Last modified: August 2025
MyDraw Diagrams for Confluence is a client-side only Atlassian Connect app. It runs inside a Confluence iframe and uses the Atlassian Connect JavaScript API (AP).
The app does not operate a backend server, store data outside Atlassian, or receive lifecycle webhooks.
- Data in scope
- Diagram metadata is stored as Confluence macro parameters.
- Diagram binaries and previews (SVG) are stored as Confluence attachments in the customer’s site.
- Data out of scope
- We do not collect, transmit, or store customer data on MyDraw infrastructure.
- No analytics, tracking, or profiling of end users.
- Where data is stored: All customer content (attachments, pages, macro parameters) is stored within Atlassian Cloud (Confluence) and subject to the customer’s Confluence retention and access controls.
- App storage: None. The app keeps no persistent data outside the user’s browser session.
- In transit: All communication occurs over HTTPS/TLS via Atlassian Cloud and the Atlassian Connect CDN.
- At rest: Handled by Atlassian for Confluence content and attachments. The app stores nothing at rest on MyDraw servers.
- User auth & permissions: Enforced by Confluence and the AP JavaScript API within the user's authenticated session.
- No shared secret/JWT storage: The app does not host lifecycle endpoints and does not use JWT authentication.
- CSP/Origin controls: The app is served from https://app.mydraw.com and embedded in Confluence. Cross-frame communication uses window.postMessage with strict origin checks when exchanging messages with the embedded Blazor iframe.

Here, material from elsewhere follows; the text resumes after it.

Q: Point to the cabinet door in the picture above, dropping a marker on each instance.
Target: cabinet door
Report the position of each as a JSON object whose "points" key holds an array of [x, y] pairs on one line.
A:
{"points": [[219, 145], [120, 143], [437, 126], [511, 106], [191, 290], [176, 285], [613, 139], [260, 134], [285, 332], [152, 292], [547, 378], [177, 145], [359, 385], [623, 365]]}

- Input handling: Macro parameters and user inputs are validated and safely rendered (no script injection). SVG/HTML rendering is sanitized or treated as data URIs; we do not execute untrusted scripts.
- Least privilege: The app requests minimal Connect scopes required for functionality (READ/WRITE as needed for attachments and macro parameters).
- No third-party subprocessors: The app does not send customer data to third-party services.
- Dependencies: Kept minimal, regularly reviewed and updated. Vulnerability scanning is part of the build pipeline. High/critical CVEs are remediated with priority.
- Dependency management: We carefully control the third-party libraries our app uses. We make sure the versions don’t change unexpectedly, so every release is built from the same trusted code we tested.
- Intake: We accept reports at support@mydraw.com
- Disclosure: Coordinated disclosure with reporter and Atlassian. We avoid sharing customer-specific details.
- Detection: User reports, dependency advisories, and build-time scanning.
- Actions: Contain, remediate, and verify fix; communicate material impacts to affected customers and Atlassian.
- Collection: No collection of personally identifiable information outside Atlassian.
- Telemetry: None by default; no cookies set by the app beyond what Atlassian requires.
- Data residency: Customer content remains within Atlassian’s infrastructure per the customer’s Confluence configuration.
- Service dependency: Since the app is client-side and stateless, availability follows Atlassian Cloud availability and the MyDraw static hosting endpoint.
- Backups: Not applicable (no server-side data). Confluence content and attachments are managed by Atlassian.
- Support:support@mydraw.com
- Reporting security issues: If someone finds a security problem in our app, we ask him/her to describe how to reproduce it, which part of the app is affected, and what the impact could be. We’ll then do our best to identify and fix the issue as soon as possible.